The poems in this volume take us to a virtual image gallery and a whirlpool of human experiences from abstract to sensuous and historical to artistic loops with a set of personal, allusive and sensuous images. His simple but thought provoking images dig out meaning out of dry and flat terrains of life’s daily course:
“I use words
To murder them
In the engulfing darkness.” (‘Words’, p.48)
There is an interesting representation of myriad and insightful shades of the self:
“I look for me,
Myself in own shadow.” (‘The Fool’, p.11)
The haunting presence of the metaphor of death, decay, loss of values, etc invest their poems with a sense of uncertainty , a sense that is non-negotiable by everyday wit. Sensibility riddled with emotions achieves poetic sublimity in Rudra Kinshuk’s poems..

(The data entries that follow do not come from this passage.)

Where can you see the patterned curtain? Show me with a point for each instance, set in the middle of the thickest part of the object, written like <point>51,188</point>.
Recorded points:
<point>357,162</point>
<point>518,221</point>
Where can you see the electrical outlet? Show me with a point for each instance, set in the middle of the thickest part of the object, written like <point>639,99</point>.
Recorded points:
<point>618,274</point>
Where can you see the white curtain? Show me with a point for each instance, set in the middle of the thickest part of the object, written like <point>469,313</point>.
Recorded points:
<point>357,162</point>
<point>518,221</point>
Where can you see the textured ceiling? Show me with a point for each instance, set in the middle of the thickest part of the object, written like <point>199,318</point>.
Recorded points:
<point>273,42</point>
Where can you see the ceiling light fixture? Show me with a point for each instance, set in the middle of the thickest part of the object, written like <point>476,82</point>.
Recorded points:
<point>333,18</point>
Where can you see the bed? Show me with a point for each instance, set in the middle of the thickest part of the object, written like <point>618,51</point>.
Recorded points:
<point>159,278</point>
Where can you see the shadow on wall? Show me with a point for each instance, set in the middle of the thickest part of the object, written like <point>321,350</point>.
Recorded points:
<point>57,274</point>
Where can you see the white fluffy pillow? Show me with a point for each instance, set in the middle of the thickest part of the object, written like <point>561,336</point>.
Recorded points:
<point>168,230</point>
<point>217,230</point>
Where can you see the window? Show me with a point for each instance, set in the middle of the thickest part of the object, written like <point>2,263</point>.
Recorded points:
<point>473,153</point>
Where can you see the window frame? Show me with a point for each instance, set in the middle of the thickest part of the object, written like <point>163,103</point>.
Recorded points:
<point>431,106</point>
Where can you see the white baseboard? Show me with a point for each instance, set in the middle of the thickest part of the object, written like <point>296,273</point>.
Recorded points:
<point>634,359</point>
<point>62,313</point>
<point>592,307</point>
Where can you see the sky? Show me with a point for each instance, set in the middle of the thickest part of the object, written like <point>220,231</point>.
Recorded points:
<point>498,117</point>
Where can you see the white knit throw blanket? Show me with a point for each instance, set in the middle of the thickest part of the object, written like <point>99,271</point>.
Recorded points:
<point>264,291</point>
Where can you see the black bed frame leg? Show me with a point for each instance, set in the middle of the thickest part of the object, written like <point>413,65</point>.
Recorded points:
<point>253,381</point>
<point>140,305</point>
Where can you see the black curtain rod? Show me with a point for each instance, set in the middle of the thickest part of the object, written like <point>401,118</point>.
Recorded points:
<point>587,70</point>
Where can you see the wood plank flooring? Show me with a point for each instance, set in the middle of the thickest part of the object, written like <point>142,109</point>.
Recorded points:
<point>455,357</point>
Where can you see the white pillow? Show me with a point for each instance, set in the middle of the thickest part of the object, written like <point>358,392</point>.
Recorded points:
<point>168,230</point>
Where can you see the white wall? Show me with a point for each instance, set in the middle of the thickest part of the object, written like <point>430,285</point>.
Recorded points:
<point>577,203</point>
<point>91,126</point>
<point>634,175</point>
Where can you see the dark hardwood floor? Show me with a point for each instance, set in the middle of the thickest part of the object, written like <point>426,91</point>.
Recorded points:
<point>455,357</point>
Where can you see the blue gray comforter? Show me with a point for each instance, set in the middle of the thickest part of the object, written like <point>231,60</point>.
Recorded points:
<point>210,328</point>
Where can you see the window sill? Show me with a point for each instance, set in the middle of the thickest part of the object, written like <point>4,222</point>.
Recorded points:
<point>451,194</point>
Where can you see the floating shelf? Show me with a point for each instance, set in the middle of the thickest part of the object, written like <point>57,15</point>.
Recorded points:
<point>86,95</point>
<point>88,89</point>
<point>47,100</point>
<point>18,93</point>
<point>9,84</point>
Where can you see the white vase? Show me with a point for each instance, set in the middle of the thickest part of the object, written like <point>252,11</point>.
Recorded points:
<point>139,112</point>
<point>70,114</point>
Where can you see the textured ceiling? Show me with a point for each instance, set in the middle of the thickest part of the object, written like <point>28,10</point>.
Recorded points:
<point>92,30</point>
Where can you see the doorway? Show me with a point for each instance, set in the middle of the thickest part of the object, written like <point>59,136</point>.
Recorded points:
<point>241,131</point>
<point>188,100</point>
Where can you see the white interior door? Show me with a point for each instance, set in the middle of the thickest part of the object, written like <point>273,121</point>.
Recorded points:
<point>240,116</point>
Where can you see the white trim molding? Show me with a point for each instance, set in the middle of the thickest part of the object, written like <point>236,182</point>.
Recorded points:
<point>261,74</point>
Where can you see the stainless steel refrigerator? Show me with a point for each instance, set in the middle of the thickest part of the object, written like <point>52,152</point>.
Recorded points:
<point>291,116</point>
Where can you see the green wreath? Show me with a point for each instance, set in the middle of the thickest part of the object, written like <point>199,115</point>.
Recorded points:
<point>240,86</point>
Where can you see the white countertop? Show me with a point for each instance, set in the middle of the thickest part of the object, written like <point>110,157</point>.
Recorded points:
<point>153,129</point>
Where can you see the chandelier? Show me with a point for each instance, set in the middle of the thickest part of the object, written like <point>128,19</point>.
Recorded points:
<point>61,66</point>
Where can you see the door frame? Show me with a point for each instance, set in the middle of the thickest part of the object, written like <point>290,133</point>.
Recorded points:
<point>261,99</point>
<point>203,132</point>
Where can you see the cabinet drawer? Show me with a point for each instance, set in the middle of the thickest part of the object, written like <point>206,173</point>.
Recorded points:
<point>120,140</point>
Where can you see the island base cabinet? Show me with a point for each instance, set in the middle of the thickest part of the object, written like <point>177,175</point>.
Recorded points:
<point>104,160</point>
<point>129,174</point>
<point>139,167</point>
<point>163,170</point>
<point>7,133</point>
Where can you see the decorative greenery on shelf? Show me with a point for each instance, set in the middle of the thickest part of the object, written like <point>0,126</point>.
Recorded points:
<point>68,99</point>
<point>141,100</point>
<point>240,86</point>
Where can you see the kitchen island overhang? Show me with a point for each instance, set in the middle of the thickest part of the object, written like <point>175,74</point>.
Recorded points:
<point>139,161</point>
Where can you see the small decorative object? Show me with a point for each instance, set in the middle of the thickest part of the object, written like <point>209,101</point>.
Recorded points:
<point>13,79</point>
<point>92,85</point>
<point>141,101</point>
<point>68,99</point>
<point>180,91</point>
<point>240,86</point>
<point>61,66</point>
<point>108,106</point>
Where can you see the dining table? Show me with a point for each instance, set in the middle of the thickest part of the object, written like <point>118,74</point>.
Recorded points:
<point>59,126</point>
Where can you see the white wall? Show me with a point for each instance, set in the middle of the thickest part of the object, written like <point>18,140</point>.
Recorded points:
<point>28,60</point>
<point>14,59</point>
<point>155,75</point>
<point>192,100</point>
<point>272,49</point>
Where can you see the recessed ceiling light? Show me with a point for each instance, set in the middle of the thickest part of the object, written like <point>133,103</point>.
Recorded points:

Inward looking Rudra Kinshuk uses poetic images which are fresh and clear.
“We have only forward journey
No meaningful homecoming.” (‘Chand Sadagar’, p.32)
His view is profoundly human, and, thus, deeply universal. Like a proto Romantic, his poems record and celebrate “a strange whistle of an ancient ship.”
Rudra Kinshuk is a splendid member of life and its literary tradition in the Eastern part of India. Two leading Indian English poets from the Eastern part of India Jayanta Mahapatra and Bibhu Padhi have influenced him in shaping the ever-evolving idiom:
“Light and darkness sing in chorus
With your letters” (‘Birds and Rocks’, p.38)
By virtue of his rural Indian ethos and linguistic mileage that reflect various facets make Rudra Kinshuk essentially postcolonial. Beyond the fuzzy veil of doubt, Fragrant Anchors is a welcome addition to poetry in English by Indian writers.